From: Asfilho@AOL.COM
Date: Fri Jul 08 2005 - 09:19:32 EDT
Karl Marx in the New-York Daily Tribune, September 16, 1857 The Indian Revolt ____________________________________ London, Sept. 4, 1857 The outrages committed by the revolted Sepoys in India are indeed appalling, hideous, ineffable — such as one is prepared to meet – only in wars of insurrection, of nationalities, of races, and above all of religion; in one word, such as respectable England used to applaud when perpetrated by the Vendeans on the “Blues,” by the Spanish guerrillas on the infidel Frenchmen, by Servians on their German and Hungarian neighbors, by Croats on Viennese rebels, by Cavaignac’s Garde Mobile or Bonaparte’s Decembrists on the sons and daughters of proletarian France.
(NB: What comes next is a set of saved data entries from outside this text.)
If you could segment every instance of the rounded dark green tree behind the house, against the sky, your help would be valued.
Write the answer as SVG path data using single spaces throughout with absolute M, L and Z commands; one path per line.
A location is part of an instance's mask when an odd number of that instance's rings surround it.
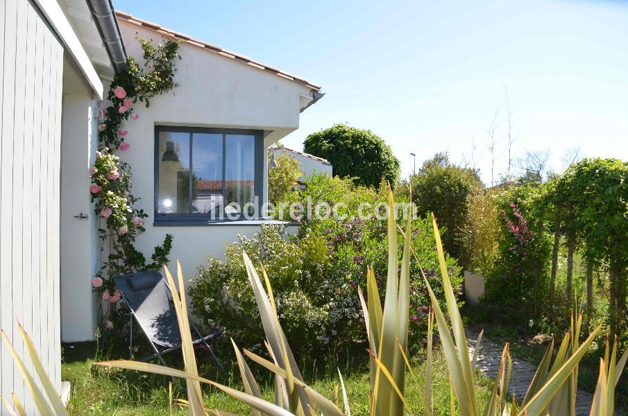
M 394 186 L 399 180 L 399 160 L 371 130 L 336 124 L 307 136 L 303 149 L 328 159 L 334 175 L 351 177 L 356 185 L 378 187 L 386 180 Z

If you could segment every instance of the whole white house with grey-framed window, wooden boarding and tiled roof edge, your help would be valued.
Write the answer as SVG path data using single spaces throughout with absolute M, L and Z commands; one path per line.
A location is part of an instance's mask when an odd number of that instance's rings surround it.
M 158 24 L 116 16 L 110 0 L 3 0 L 0 32 L 0 324 L 20 355 L 14 317 L 24 324 L 60 389 L 61 341 L 93 339 L 96 329 L 99 302 L 90 281 L 103 253 L 89 168 L 103 94 L 127 55 L 141 62 L 135 37 L 183 41 L 178 87 L 126 126 L 130 149 L 122 157 L 132 166 L 139 207 L 150 214 L 137 248 L 150 254 L 173 234 L 169 258 L 182 261 L 188 278 L 208 255 L 221 257 L 237 234 L 252 236 L 269 220 L 228 220 L 218 202 L 264 204 L 267 148 L 298 128 L 321 87 Z M 196 177 L 187 196 L 176 189 L 182 171 Z M 182 206 L 180 198 L 191 202 Z M 14 390 L 35 413 L 1 343 L 0 360 L 1 395 Z

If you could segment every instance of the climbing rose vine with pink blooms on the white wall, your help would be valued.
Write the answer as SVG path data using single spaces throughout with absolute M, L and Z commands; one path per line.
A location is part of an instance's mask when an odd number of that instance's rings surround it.
M 139 118 L 139 103 L 148 107 L 151 98 L 176 87 L 173 76 L 175 61 L 181 59 L 177 53 L 180 41 L 166 40 L 155 45 L 152 39 L 136 39 L 144 51 L 144 66 L 140 67 L 133 57 L 128 57 L 126 71 L 115 76 L 107 96 L 111 104 L 104 111 L 104 120 L 98 126 L 100 150 L 96 152 L 96 162 L 90 168 L 90 194 L 102 224 L 100 239 L 103 247 L 106 245 L 109 248 L 108 259 L 103 261 L 100 272 L 92 279 L 92 287 L 103 302 L 113 305 L 120 300 L 113 278 L 162 268 L 168 262 L 172 246 L 172 236 L 167 234 L 162 245 L 155 247 L 150 263 L 142 252 L 135 249 L 135 239 L 146 231 L 144 221 L 148 214 L 135 207 L 139 198 L 131 191 L 130 166 L 121 162 L 115 153 L 130 148 L 133 125 L 127 128 L 126 123 Z M 116 321 L 124 322 L 117 316 L 117 311 L 121 310 L 110 307 L 105 312 L 105 329 L 113 329 Z

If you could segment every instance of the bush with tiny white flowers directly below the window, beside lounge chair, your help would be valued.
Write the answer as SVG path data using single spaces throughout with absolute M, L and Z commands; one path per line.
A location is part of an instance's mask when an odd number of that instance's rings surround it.
M 273 286 L 282 325 L 298 340 L 298 347 L 320 344 L 328 306 L 308 293 L 303 270 L 304 251 L 295 241 L 282 235 L 280 225 L 262 225 L 253 239 L 238 236 L 227 246 L 224 261 L 207 259 L 191 281 L 189 295 L 192 309 L 211 326 L 224 326 L 239 343 L 261 350 L 264 333 L 255 296 L 246 277 L 242 251 L 255 264 L 264 263 Z M 260 275 L 262 273 L 258 266 Z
However infamous the conduct of the Sepoys, it is only the reflex, in a concentrated form, of England’s own conduct in India, not only during the epoch of the foundation of her Eastern Empire, but even during the last ten years of a long-settled rule. To characterize that rule, it suffices to say that torture formed an organic institution of its financial policy. There is something in human history like retribution: and it is a rule of historical retribution that its instrument be forged not by the offended, but by the offender himself.